Riconoscimento del radon come fattore di rischio di tumori polmonari e necessità di un’azione di prevenzione
Quindi il radon non è, di per sé, l’agente dannoso,
però ne è l’immediato precursore: è incolore,
inodore, quindi non è percepibile, non ha effetti dannosi
immediati, ma solo tardivi e solo da una ventina d’anni è stato
riconosciuto la causa di una certa frazione di tutti i tumori polmonari:
in Italia si stima che tale frazione oscilli tra il 5 e il 20%, il
che rende il radon la seconda causa di morte per tumore polmonare
dopo il fumo di sigaretta.
Ecco perché se ne comincia a parlare
solo adesso: anche se la prima ipotesi di un legame tra esposizione
ad alti livelli di radon e insorgenza di tumori polmonari risale
addirittura al 1901, il radon è stato incluso dall’OMS
tra le sostanze evidentemente cancerogene solo nel 1988; solo dal
1993 la Commissione Internazionale per la Radioprotezione ha iniziato
a emanare raccomandazioni concernenti il radon nei luoghi chiusi
o “confinati” (radon indoor), mentre l’entità del
rischio, ossia una sua quantificazione, sia pure con notevoli incertezze, è stata
valutata in modo sufficientemente certo solo a partire dal 1997,
utilizzando sia dati su minatori di miniere sotterranee sia studi
specifici su donne casalinghe non fumatrici.
Per quel che se ne sa fino ad oggi, nel caso delle radiazioni non vi è una dose di sicurezza, al di sotto della quale il rischi di ammalarsi sia nullo, non vi è una soglia: il rischio zero si ha solo per dose zero. Del resto, noi siamo costantemente immersi in un fondo naturale di radiazioni: nell’atmosfera c’è il radon, dal sole, dalle stelle e perfino dalle galassie lontane riceviamo raggi ultravioletti e raggi cosmici, ancora più penetranti degli ultravioletti e particolarmente abbondanti quando viaggiamo in aereo; persino nel nostro organismo incorporiamo quotidianamente una piccola quantità di elementi radioattivi presenti naturalmente nel suolo e nelle piante. In natura non esiste rischio zero: tutto quello che possiamo fare è di cercare di non aumentare significativamente il rischio naturale.

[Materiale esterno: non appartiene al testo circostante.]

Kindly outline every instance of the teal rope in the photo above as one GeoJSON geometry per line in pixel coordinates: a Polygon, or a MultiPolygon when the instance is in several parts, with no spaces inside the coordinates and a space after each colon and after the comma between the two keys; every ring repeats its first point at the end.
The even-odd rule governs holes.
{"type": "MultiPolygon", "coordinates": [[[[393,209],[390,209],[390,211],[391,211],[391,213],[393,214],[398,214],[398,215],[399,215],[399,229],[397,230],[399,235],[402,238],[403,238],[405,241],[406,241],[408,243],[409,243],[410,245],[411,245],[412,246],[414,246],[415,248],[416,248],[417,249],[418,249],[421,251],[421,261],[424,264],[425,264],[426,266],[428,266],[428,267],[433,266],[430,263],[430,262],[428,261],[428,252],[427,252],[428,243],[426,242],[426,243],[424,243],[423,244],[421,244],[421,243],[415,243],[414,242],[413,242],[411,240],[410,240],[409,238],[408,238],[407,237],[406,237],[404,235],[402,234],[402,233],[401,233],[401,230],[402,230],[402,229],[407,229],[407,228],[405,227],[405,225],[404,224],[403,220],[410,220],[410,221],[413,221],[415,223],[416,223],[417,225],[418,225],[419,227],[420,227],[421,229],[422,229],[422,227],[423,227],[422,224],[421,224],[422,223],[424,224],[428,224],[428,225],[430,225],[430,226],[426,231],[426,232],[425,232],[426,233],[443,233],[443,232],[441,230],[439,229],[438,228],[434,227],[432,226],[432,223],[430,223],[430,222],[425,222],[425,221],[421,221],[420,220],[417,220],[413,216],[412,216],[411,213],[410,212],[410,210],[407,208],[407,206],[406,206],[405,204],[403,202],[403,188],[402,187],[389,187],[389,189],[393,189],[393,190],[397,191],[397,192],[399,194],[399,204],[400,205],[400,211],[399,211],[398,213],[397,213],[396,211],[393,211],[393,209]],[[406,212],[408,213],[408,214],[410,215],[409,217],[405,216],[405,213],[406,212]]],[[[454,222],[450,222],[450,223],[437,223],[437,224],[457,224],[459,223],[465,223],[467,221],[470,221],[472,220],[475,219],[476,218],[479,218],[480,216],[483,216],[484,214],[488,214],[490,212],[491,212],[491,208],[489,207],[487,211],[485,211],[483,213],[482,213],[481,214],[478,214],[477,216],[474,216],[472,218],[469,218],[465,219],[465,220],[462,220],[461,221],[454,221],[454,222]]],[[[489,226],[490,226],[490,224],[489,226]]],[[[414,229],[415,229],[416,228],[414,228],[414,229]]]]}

Per cui se ci esponiamo al sole per un tempo superiore a quello abituale ci metteremo la crema solare, se viviamo in un ambiente artificiale qual è, ad esempio, la casa, lontano dalle condizioni naturali dell’uomo primitivo, dovremo badare a che questo comportamento non modifichi sostanzialmente il rischio legato al fondo naturale.